Ambulatory Care Quarterly
Elderly AMI patients don't always get beta-blockers
Those who need them most are less likely to get them
When elderly patients with acute myocardial infarction (AMI) come to emergency departments (EDs), they are less likely to be given beta-blockers than younger patients, says a new study.
Of 270 patients with ST-elevation myocardial infarction (STEMI) who did not receive beta-blockers, 59% were older than age 60. "Elderly patients with AMI tend to have worse outcomes than younger patients and have the greatest potential for benefit with beta-blockers,"1 says David D. Vega, MD, assistant program director of the emergency medicine residency program at York (PA) Hospital. "These may be the very patients who receive them the least."
Collaborate with physicians to develop educational programs regarding the benefits of beta-blockers for AMI patients, he recommends. "This may help to promote an understanding of the great extent of benefit with these medications, which is often underestimated by practitioners."
Many ED nurses may have misconceptions about the true contraindications to beta-blockers, says Vega. "One of the big misunderstandings regarding the use of beta-blockers is that a history of [congestive heart failure] alone does not preclude their use. They are contraindicated in the setting of an acute exacerbation of CHF." The same criteria apply with chronic obstructive pulmonary disease (COPD) and asthma: Beta-blockers are contraindicated only in patients with acute exacerbations of COPD and asthma, not all patients with a history of these conditions, he adds.

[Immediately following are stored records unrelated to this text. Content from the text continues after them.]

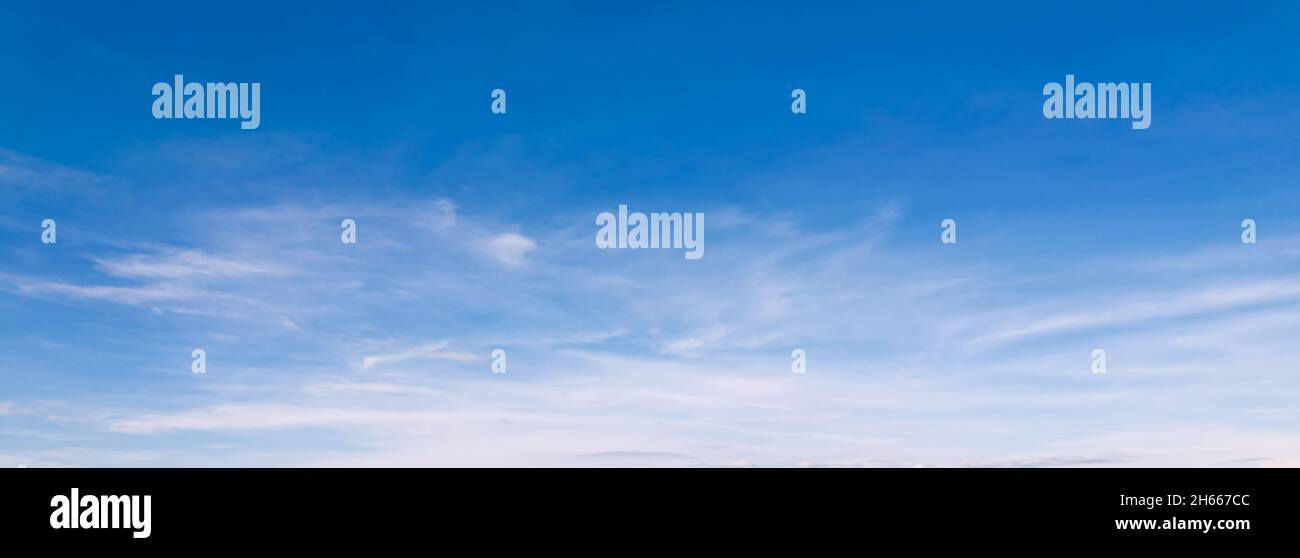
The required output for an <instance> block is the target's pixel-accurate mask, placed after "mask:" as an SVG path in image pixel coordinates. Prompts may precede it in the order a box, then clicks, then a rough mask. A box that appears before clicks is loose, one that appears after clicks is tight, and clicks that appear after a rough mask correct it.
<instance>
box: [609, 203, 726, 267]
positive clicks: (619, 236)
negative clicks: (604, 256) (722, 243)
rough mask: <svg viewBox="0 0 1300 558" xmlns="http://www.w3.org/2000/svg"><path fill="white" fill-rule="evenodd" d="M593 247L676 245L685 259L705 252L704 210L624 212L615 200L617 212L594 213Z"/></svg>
mask: <svg viewBox="0 0 1300 558" xmlns="http://www.w3.org/2000/svg"><path fill="white" fill-rule="evenodd" d="M595 224H597V225H601V230H597V232H595V247H598V248H601V250H607V248H632V250H640V248H676V250H685V251H686V254H685V255H686V259H688V260H698V259H701V258H703V256H705V213H698V212H697V213H692V212H686V213H650V215H646V213H642V212H640V211H638V212H633V213H628V206H627V204H619V213H617V215H615V213H611V212H607V211H606V212H602V213H601V215H597V216H595Z"/></svg>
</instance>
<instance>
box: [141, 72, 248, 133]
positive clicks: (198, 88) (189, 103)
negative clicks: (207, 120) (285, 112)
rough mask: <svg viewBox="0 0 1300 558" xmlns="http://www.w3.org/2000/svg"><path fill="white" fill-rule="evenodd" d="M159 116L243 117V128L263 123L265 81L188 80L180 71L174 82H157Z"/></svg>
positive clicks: (157, 110) (182, 116)
mask: <svg viewBox="0 0 1300 558" xmlns="http://www.w3.org/2000/svg"><path fill="white" fill-rule="evenodd" d="M153 96H155V98H156V99H153V117H155V118H239V120H242V122H239V127H240V129H244V130H256V129H257V126H261V83H235V82H227V83H211V82H209V83H199V82H188V83H186V81H185V75H182V74H175V81H174V82H173V83H168V82H157V83H155V85H153Z"/></svg>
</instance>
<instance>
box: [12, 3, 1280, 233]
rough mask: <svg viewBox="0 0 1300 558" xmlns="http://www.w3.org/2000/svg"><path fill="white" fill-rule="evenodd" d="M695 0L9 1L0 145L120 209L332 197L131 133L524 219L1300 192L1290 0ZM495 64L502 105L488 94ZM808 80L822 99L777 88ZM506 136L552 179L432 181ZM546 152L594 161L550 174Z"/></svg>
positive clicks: (322, 191)
mask: <svg viewBox="0 0 1300 558" xmlns="http://www.w3.org/2000/svg"><path fill="white" fill-rule="evenodd" d="M706 4H707V3H667V4H666V3H614V4H610V3H519V4H515V3H504V4H490V3H471V4H461V3H391V4H389V3H385V4H346V3H216V4H213V3H170V4H160V5H149V7H147V5H138V4H126V5H122V4H104V3H23V4H14V3H6V4H5V7H4V8H0V20H3V21H4V23H0V26H3V29H4V33H0V49H3V52H4V55H0V73H3V74H4V77H5V82H6V83H8V86H6V87H4V88H3V90H0V146H4V147H8V148H10V150H16V151H18V152H22V153H26V155H31V156H36V157H40V159H45V160H52V161H57V163H60V164H65V165H70V166H74V168H83V169H88V170H94V172H103V173H108V174H117V176H126V177H129V178H130V186H129V187H127V189H123V191H122V195H123V198H122V199H120V200H118V203H122V204H123V207H140V206H151V204H159V206H161V207H185V206H187V204H192V203H204V204H221V203H227V202H263V200H273V199H281V198H285V196H302V195H312V194H328V195H333V194H334V191H333V189H331V187H330V186H329V185H326V183H324V182H322V181H313V179H309V178H307V177H302V176H299V179H298V181H296V182H298V183H296V185H279V186H277V187H260V189H259V187H235V186H233V185H231V182H237V181H226V182H225V183H222V185H221V186H213V185H211V183H203V182H201V181H196V179H186V181H185V183H178V181H177V179H175V178H177V176H178V174H179V173H181V172H179V170H178V169H173V168H168V166H166V165H162V164H156V165H149V164H143V163H142V161H139V159H138V157H136V159H130V157H129V156H126V155H125V153H130V152H134V151H133V150H140V151H143V150H144V148H146V146H149V144H155V143H159V142H168V140H192V139H199V138H233V140H234V142H237V143H238V142H253V140H257V139H261V138H265V137H277V138H282V137H290V138H298V139H302V140H305V142H309V143H312V144H313V146H317V147H320V148H321V150H322V151H324V152H325V153H328V155H333V153H337V155H339V156H343V157H348V160H354V161H367V164H369V165H373V166H374V170H369V174H368V176H369V181H368V183H364V185H359V183H356V182H355V181H348V183H350V185H351V187H352V191H354V194H356V195H369V196H374V195H381V196H386V195H417V196H419V195H451V196H452V198H454V199H458V200H459V202H463V203H474V204H489V206H491V207H495V208H498V209H499V211H500V212H503V213H506V215H515V216H526V215H529V213H532V212H551V211H562V209H573V208H575V207H580V208H581V209H582V211H584V212H586V211H589V209H599V208H603V207H608V206H611V204H612V203H616V202H630V203H642V204H655V206H664V207H682V208H689V207H716V206H718V204H723V203H729V204H738V206H744V207H746V208H750V209H755V211H788V212H793V213H796V215H816V216H822V217H824V219H827V220H828V221H844V220H853V219H855V217H857V216H859V215H862V213H865V212H867V211H868V208H871V207H875V206H878V204H880V203H881V202H885V200H902V202H905V203H907V204H909V206H911V207H915V208H926V209H928V211H924V212H923V215H922V217H924V219H923V220H920V221H918V226H922V228H923V230H928V229H931V228H932V225H933V224H932V222H931V221H932V220H933V219H935V217H941V216H943V215H948V213H952V212H953V208H954V207H956V208H961V209H962V211H965V213H966V215H965V216H966V217H969V219H987V220H998V219H1006V217H1009V216H1015V215H1017V213H1018V215H1019V217H1021V219H1034V217H1040V216H1045V215H1050V216H1052V219H1057V217H1069V215H1070V213H1074V212H1079V211H1083V212H1084V213H1087V215H1088V216H1089V217H1095V216H1096V215H1099V213H1112V215H1114V216H1115V219H1117V221H1115V222H1117V224H1118V222H1122V221H1126V220H1131V219H1136V217H1141V219H1148V217H1149V219H1160V215H1152V213H1151V209H1152V207H1151V204H1152V203H1158V206H1160V207H1162V208H1166V209H1170V211H1175V209H1177V208H1178V207H1183V208H1186V209H1187V211H1188V212H1191V213H1197V212H1205V211H1217V209H1223V211H1225V212H1226V215H1225V216H1222V217H1223V219H1229V217H1230V216H1231V217H1235V216H1236V215H1239V213H1242V212H1249V213H1251V215H1256V216H1266V215H1265V213H1261V211H1262V212H1268V211H1274V209H1277V211H1279V215H1277V217H1278V219H1283V217H1284V216H1286V215H1288V213H1294V212H1292V211H1291V209H1294V208H1295V207H1296V203H1295V199H1296V198H1295V195H1294V194H1291V191H1294V189H1292V187H1284V186H1283V185H1282V183H1281V182H1282V181H1281V179H1279V178H1278V176H1277V172H1284V173H1291V172H1292V168H1290V166H1288V165H1290V161H1294V160H1296V159H1297V157H1296V155H1300V152H1297V150H1296V142H1295V139H1292V138H1294V137H1295V134H1294V131H1295V126H1294V125H1295V124H1296V117H1295V111H1294V108H1292V107H1295V105H1296V101H1297V99H1300V95H1297V90H1300V87H1297V86H1300V64H1297V61H1296V47H1297V43H1300V40H1297V39H1296V36H1297V35H1300V8H1297V7H1296V5H1295V4H1294V3H1088V4H1044V3H1023V4H1021V3H1005V4H1004V3H998V4H996V5H984V4H970V3H753V4H750V5H737V4H731V5H706ZM177 73H183V74H185V75H186V77H187V78H190V79H195V81H257V82H261V83H263V87H264V90H263V126H261V129H260V130H257V131H256V133H251V134H250V133H243V134H242V133H239V130H238V129H235V127H234V126H231V125H230V122H222V121H199V122H195V121H155V120H153V118H152V117H151V114H149V111H148V108H149V103H151V100H152V98H151V96H149V94H148V90H149V86H151V85H152V83H155V82H157V81H170V77H172V75H173V74H177ZM1066 73H1074V74H1076V75H1078V77H1079V79H1080V81H1130V82H1134V81H1140V82H1152V83H1153V91H1154V117H1153V122H1154V124H1153V126H1152V129H1151V130H1145V131H1132V130H1130V129H1128V127H1127V125H1126V124H1125V122H1115V121H1092V122H1079V121H1070V122H1060V121H1057V122H1052V121H1045V120H1044V118H1043V117H1041V114H1040V107H1041V101H1043V98H1041V95H1040V90H1041V87H1043V83H1045V82H1048V81H1061V79H1062V78H1063V74H1066ZM495 87H503V88H506V90H507V91H508V95H510V114H508V117H506V118H499V117H494V116H493V114H490V112H489V111H487V107H489V103H490V99H489V92H490V91H491V90H493V88H495ZM793 87H802V88H805V90H807V91H809V103H810V113H809V114H807V116H805V117H798V118H796V117H792V114H790V113H789V111H788V107H789V91H790V90H792V88H793ZM1288 122H1290V124H1288ZM257 134H261V135H257ZM502 138H507V139H508V140H511V142H515V144H520V146H525V148H524V152H526V153H528V159H529V163H530V164H532V165H533V169H536V170H539V174H541V176H538V177H533V178H524V179H520V177H519V176H508V177H491V176H465V177H455V181H456V182H474V183H473V185H465V183H461V185H460V186H454V185H448V183H446V181H443V183H437V185H430V183H428V181H424V179H422V178H424V177H425V176H426V173H428V172H429V170H430V169H434V168H437V166H439V165H441V164H443V163H445V161H447V160H450V159H452V157H455V155H456V153H458V150H461V148H464V147H465V146H476V144H490V143H493V142H499V140H502ZM1225 152H1231V155H1230V156H1229V157H1230V160H1225V156H1223V153H1225ZM123 160H131V161H135V165H127V164H125V163H123ZM230 163H231V164H233V165H235V166H239V165H246V166H252V164H250V163H247V161H238V160H235V159H231V161H230ZM361 166H365V165H361ZM524 166H525V168H528V166H526V165H524ZM1291 166H1294V165H1291ZM555 169H563V174H564V176H567V177H572V176H581V179H563V181H546V179H545V176H546V174H547V170H555ZM790 169H798V170H790ZM355 170H356V173H357V174H364V173H367V172H368V170H365V169H355ZM1184 174H1186V176H1184ZM755 176H764V177H766V178H764V179H750V177H755ZM774 176H779V177H785V178H784V179H772V177H774ZM1283 176H1284V174H1283ZM348 178H355V177H348ZM1229 181H1243V182H1248V183H1252V187H1251V189H1242V187H1235V186H1232V185H1230V183H1227V182H1229ZM295 187H298V189H300V190H295ZM357 189H361V191H357ZM27 203H31V202H27ZM127 203H129V204H130V206H126V204H127ZM1099 203H1100V204H1104V206H1105V207H1100V208H1099V207H1096V204H1099ZM588 206H590V207H588ZM40 209H45V208H40ZM1114 212H1118V213H1114ZM1214 219H1218V216H1214ZM1166 238H1167V235H1166Z"/></svg>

The bradycardia contraindication applies for heart rates below 60 bpm, he adds. "Despite the fears of many providers, patients may still receive beta-blockers with a heart rate in the 60s." Likewise, the hypotension contraindication applies for systolic blood pressures below 100 mmHg, Vega says. "Providers sometimes withhold beta-blockers for systolic blood pressure in the 110s or 120s, but many of these patients can still safely be given the medicine."
Use standing orders or order sets that prompt for the use of beta-blockers in the absence of contraindications, he suggests. At York Hospital's ED, when an AMI patient arrives and the initial care is completed, the nurse or physician pulls the order set as soon as possible. They then consider treatments such as beta-blockers, says Donna Fitz, RN, MS, CEN, SANE-A, clinical nurse specialist for the ED. "The contraindications are discussed with the physician," she says.
ED nurses were notified of the study's findings via e-mail to raise awareness about patients at risk for not receiving beta-blockers, says Fitz. "This is getting more attention in our ED," she says. "We are educating our nurses by informal discussion with physicians, which increases the frequency of the use of beta-blockers."
- Vega DD, Dolan KL, Pollack ML. b-Blocker use in elderly ED patients with acute myocardial infarction. Presented at the Society for Academic Emergency Medicine's New York State Regional Meeting. New York City; March 31, 2004.